Os papéis humanos mudam de “coder” para arquiteto de AI. Você projeta restrições, decompõe sistemas e define testes; agentes autónomos implementam, integram e iteram. A habilidade escassa torna-se moldar o comportamento sob regulamentação como o EU AI Act, não memorizar os internos de frameworks.
Ao comprimir uma década de adoção de AI em 12 meses, 2025 fixou a AI na stack padrão: desde chips (Stargate, acordos NVIDIA–Anthropic) a suites de produtividade (MS 365 Copilot em 90% da Fortune 500) a dev tools. 2026 não responde se isto foi uma bolha; responde o quanto do software é reconstruído em torno de agentes que nunca se desligam.
Perguntas Frequentes
Qual foi o evento de AI mais impactante de 2025?

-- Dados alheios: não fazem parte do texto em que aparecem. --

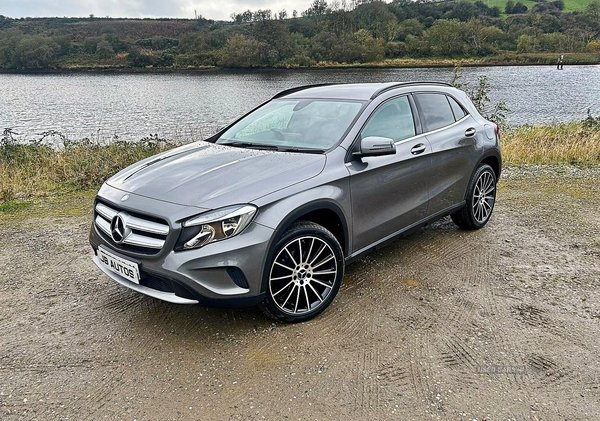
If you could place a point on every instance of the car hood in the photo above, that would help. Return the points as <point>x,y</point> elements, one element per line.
<point>211,176</point>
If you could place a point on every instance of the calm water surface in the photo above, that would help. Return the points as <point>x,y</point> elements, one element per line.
<point>187,106</point>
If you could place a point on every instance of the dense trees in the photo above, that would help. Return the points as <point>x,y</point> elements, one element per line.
<point>343,31</point>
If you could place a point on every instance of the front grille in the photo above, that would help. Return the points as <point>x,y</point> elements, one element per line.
<point>141,234</point>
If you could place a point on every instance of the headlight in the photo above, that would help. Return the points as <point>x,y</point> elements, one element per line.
<point>215,226</point>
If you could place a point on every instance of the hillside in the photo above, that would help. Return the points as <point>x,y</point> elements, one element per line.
<point>569,5</point>
<point>372,33</point>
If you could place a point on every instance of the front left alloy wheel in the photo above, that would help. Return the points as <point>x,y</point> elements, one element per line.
<point>304,274</point>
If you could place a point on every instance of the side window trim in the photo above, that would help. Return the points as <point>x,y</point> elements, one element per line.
<point>412,110</point>
<point>420,111</point>
<point>448,96</point>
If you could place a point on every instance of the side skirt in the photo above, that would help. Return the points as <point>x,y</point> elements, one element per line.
<point>386,240</point>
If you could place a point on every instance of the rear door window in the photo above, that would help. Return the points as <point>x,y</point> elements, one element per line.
<point>435,111</point>
<point>393,120</point>
<point>459,112</point>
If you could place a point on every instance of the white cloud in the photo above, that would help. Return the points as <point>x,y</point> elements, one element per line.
<point>218,10</point>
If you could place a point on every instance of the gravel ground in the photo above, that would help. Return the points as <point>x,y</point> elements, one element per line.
<point>498,324</point>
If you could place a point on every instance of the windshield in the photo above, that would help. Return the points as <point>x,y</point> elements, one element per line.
<point>309,124</point>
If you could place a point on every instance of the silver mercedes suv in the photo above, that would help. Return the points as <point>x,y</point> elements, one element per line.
<point>270,209</point>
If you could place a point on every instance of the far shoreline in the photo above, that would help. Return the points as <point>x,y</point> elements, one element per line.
<point>511,61</point>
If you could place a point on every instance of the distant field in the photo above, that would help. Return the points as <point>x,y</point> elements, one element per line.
<point>570,5</point>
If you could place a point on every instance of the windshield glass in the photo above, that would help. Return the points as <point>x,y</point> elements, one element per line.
<point>289,124</point>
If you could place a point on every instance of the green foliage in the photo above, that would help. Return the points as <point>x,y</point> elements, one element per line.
<point>39,167</point>
<point>480,95</point>
<point>241,51</point>
<point>351,32</point>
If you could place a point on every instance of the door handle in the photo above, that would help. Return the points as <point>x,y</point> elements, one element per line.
<point>470,132</point>
<point>417,149</point>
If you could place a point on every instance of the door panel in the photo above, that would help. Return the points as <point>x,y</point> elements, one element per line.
<point>455,150</point>
<point>389,192</point>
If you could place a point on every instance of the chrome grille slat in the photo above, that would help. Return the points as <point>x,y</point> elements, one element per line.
<point>141,241</point>
<point>147,226</point>
<point>103,225</point>
<point>137,239</point>
<point>106,212</point>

Embora altamente debatido, o lançamento do modelo open-source DeepSeek-R1 foi ligado a uma queda histórica de $600 mil milhões na capitalização de mercado da Nvidia num único dia, marcando um 'Sputnik moment' para a indústria.
Quanto dinheiro foi investido em AI empresarial em 2025?
O investimento em AI empresarial disparou para $37 mil milhões em 2025, um aumento massivo de apenas $1.7 mil milhões em 2023. Além disso, as startups de AI capturaram quase 50% de todo o financiamento de risco global.
O que é o Stargate Project?
O Stargate Project é uma iniciativa massiva de $500 mil milhões anunciada em 2025 para construir uma nova infraestrutura de AI dedicada para a OpenAI ao longo dos próximos quatro anos.
Quais os principais modelos de AI foram lançados em 2025?
2025 viu o lançamento de vários modelos marcantes, incluindo o GPT-5 da OpenAI, o Gemini 3 da Google, o Llama 4 'Herd' da Meta, a família Claude 4 da Anthropic, e os open-source DeepSeek-R1 e Qwen3.